House of Style makes a move into the books world

Written by Staff Writer at CNN When Carver Thompson, the president of House of Style, hit the road at the end of last year for her sixth luxury fashion event in a row, she…

House of Style makes a move into the books world

Written by Staff Writer at CNN

When Carver Thompson, the president of House of Style, hit the road at the end of last year for her sixth luxury fashion event in a row, she probably didn’t expect that her book-inspired event would also become a book.

But, barely five months after the festivities wrapped up in New York, Thompson’s Love Stories had secured an international publisher. Its first edition is out September 11, with the second coming out in February 2019.

In the words of House of Style founder and guest editor, Holmes Osborne , “Carver has certainly delivered the goods.”

House of Style launched back in 2008. It is now based in New York and has grown into a global fashion and lifestyle destination for inspiring short narratives and informative essays by designers, stylists, creatives and entrepreneurs around the world.

It has gained an editorial influence far beyond what you might expect from a luxury retail group; its eponymous publication — relaunched in 2010 — is one of the New York metro area’s top fashion magazines, with a circulation of around 108,000.

Carver Thompson, author of “At the Halloween Party, Anxious to Go Home.” Credit: Courtesy House of Style

The company’s book, edited by Holmes Osborne and Leah Strasser, aims to dig into the lives of some of its best-known columnists and talent. Alongside photographer and writer Thompson, fellow House of Style contributors include Suzy Menkes and Ashley Seth Nicholson, as well as Brian Reyes, Bernd and Dieter Kayser, Rachel Comey, Jonny Bowden, Mike Sharkey and Ash Dorrance.

Thompson shares an interesting story about why the story about a hotdog is her favorite contribution.

“I do lots of glamorous things with celebrities — but for a long time I never had one, or a sexy woman,” she says. “Then when I was in school in Britain, I got a short story published by a literary journal. I got an introduction from the editor, who then sold me to Random House, so it became a kind of a young writer’s dream and a little glimpse of something that I was looking for. Then when I was in New York working with Holmes, I saw her talking about the same thing with [fashion journalist] Ingrid Sischy. I told her I had a short story in my past, and that it was about a sexy woman. She laughed — in that way of hers — and said, ‘I love short stories about sexy women’.”

Simpler times

The contributors share quite a lot of wryly amusing anecdotes, and each essay offers a glimpse into the high-octane life of being a fashion journalist or stylist.

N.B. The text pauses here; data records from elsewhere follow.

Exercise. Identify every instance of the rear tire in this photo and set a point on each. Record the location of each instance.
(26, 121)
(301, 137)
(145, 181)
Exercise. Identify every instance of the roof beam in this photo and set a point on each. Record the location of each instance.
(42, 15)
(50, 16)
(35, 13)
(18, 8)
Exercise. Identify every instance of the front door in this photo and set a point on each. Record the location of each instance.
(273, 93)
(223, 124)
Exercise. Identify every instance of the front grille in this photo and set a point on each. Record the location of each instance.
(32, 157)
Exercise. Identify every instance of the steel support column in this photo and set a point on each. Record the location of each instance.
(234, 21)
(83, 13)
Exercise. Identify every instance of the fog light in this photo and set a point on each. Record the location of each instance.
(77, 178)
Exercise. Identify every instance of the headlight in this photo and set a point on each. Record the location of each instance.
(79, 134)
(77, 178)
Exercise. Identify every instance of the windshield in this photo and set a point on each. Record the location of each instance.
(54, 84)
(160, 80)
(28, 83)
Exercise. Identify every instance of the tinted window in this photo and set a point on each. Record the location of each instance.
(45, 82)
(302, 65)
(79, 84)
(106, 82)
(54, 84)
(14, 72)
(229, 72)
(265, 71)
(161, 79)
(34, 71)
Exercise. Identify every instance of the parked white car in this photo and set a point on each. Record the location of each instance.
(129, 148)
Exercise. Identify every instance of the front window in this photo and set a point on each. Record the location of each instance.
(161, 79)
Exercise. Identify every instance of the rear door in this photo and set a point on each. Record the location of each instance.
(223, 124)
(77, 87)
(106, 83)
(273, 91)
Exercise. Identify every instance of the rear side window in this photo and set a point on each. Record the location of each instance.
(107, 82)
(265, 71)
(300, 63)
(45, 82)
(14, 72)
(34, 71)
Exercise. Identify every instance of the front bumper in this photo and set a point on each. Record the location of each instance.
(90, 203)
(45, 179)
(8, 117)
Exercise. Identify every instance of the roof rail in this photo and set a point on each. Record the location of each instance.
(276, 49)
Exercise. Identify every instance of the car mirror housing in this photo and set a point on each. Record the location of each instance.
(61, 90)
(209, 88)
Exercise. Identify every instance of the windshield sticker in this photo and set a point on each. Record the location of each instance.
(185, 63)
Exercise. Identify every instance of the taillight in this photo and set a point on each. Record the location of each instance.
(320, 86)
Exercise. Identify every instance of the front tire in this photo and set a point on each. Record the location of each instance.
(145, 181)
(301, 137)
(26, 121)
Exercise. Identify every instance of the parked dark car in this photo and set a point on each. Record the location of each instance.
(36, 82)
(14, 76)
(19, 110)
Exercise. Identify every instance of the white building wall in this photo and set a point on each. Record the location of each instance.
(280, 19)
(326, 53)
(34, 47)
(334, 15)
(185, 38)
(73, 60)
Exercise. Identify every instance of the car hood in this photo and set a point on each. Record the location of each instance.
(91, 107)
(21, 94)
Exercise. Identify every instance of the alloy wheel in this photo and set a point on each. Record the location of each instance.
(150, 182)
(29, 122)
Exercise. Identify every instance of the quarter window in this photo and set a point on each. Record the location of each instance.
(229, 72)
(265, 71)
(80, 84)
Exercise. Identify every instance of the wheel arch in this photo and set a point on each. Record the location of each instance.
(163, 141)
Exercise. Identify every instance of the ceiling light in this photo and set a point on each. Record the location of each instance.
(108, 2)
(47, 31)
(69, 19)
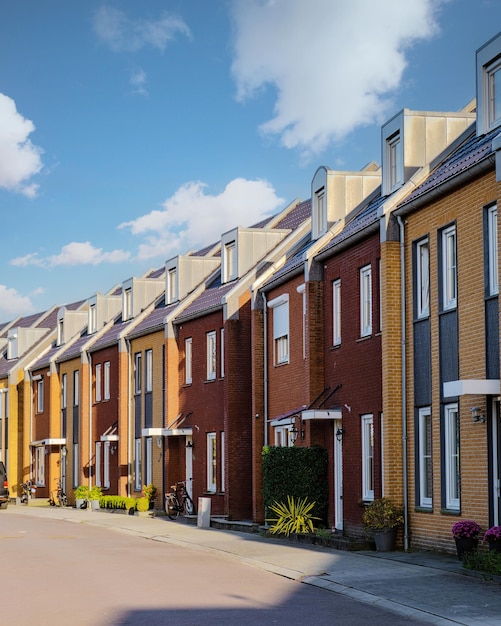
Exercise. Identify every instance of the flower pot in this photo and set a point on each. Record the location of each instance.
(385, 539)
(465, 545)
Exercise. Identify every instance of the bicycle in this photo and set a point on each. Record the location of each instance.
(62, 499)
(179, 501)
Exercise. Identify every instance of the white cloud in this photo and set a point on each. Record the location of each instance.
(13, 304)
(123, 34)
(192, 219)
(19, 158)
(334, 64)
(72, 254)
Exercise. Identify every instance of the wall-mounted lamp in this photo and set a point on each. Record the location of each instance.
(476, 414)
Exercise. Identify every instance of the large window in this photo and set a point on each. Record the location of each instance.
(211, 355)
(425, 474)
(211, 462)
(422, 278)
(336, 312)
(367, 457)
(365, 301)
(188, 361)
(449, 268)
(492, 233)
(451, 457)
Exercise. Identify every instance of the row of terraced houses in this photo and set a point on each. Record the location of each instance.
(364, 320)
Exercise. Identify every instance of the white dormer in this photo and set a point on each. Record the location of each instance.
(138, 293)
(488, 62)
(242, 248)
(102, 308)
(335, 194)
(184, 273)
(411, 139)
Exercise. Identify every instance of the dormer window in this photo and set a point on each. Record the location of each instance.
(171, 285)
(230, 261)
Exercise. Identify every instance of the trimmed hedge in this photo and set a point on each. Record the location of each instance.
(296, 472)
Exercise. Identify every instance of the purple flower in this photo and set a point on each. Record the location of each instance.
(466, 528)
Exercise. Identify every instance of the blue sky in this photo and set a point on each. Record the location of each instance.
(134, 131)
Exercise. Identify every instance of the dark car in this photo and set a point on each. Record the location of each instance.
(4, 487)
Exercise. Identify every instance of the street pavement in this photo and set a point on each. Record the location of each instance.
(423, 587)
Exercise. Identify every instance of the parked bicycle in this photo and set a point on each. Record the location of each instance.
(28, 490)
(178, 501)
(60, 497)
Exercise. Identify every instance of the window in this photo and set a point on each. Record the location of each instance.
(395, 161)
(425, 474)
(365, 301)
(98, 382)
(211, 355)
(367, 457)
(451, 453)
(221, 350)
(172, 285)
(137, 372)
(188, 360)
(449, 268)
(422, 278)
(211, 462)
(230, 261)
(336, 313)
(106, 380)
(492, 228)
(280, 308)
(149, 371)
(40, 396)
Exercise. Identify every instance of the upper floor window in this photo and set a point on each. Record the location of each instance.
(211, 355)
(449, 268)
(422, 278)
(336, 312)
(365, 301)
(188, 358)
(280, 308)
(492, 243)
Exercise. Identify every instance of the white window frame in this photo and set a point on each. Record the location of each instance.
(211, 462)
(451, 452)
(492, 228)
(98, 394)
(211, 355)
(449, 268)
(366, 301)
(106, 386)
(425, 458)
(188, 361)
(367, 457)
(336, 312)
(423, 278)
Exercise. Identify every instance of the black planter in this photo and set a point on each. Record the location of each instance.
(465, 545)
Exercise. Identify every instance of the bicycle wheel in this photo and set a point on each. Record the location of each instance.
(172, 506)
(189, 506)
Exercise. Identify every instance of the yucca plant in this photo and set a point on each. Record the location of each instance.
(293, 517)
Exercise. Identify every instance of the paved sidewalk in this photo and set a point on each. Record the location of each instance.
(424, 587)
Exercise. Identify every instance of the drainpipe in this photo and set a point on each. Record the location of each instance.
(404, 384)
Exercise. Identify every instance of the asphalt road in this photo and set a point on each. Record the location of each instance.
(57, 573)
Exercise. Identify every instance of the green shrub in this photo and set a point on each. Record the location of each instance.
(297, 473)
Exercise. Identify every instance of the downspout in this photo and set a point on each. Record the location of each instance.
(404, 383)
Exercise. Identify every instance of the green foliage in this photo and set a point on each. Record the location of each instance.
(382, 513)
(297, 473)
(488, 562)
(293, 517)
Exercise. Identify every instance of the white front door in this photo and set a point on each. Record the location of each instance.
(338, 477)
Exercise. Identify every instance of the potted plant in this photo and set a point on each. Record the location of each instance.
(465, 533)
(493, 538)
(382, 518)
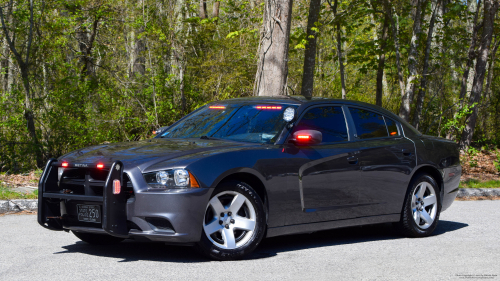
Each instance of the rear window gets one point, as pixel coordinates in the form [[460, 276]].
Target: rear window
[[368, 124]]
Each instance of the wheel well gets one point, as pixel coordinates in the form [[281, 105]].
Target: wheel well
[[254, 182], [434, 173]]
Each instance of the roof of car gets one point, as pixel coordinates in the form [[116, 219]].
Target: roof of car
[[299, 100]]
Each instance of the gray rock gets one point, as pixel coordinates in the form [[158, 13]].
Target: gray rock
[[4, 206]]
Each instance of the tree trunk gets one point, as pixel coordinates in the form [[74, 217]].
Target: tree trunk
[[203, 9], [139, 62], [491, 68], [381, 63], [341, 63], [310, 52], [490, 9], [395, 37], [406, 100], [215, 9], [471, 55], [272, 68], [24, 68], [423, 80]]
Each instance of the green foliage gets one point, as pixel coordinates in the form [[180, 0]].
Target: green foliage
[[8, 194], [497, 162]]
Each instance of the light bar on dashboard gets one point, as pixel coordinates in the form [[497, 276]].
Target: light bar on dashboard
[[267, 107]]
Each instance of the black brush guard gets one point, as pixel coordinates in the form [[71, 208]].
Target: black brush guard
[[51, 205]]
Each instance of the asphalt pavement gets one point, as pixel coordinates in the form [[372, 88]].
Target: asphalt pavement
[[465, 246]]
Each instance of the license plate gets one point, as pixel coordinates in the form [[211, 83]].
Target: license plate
[[89, 213]]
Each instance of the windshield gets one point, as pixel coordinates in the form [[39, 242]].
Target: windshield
[[249, 123]]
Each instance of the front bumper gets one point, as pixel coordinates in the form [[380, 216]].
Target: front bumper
[[171, 216]]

“In New York, we spend hours looking for angles on (Fashion Week) news,” says Wilkinson. “In Birmingham, I have to stuff bags on and go to every stationery store I can find. I say to my mom, ‘Isn’t life just too good? I could save the world. This is my job, I just need to do a little bit better at it’.”

Not all books have to be highbrow. Many of the Love Stories appeal to a millennial crowd, which has become the company’s most loyal following.

“We’re having the same conversations in rooms this year as we did in 2012 and 2013,” says Thompson. “There is more work to be done and more conversation to be had, but we’ve created a really engaged audience, and they’re giving us their feedback.”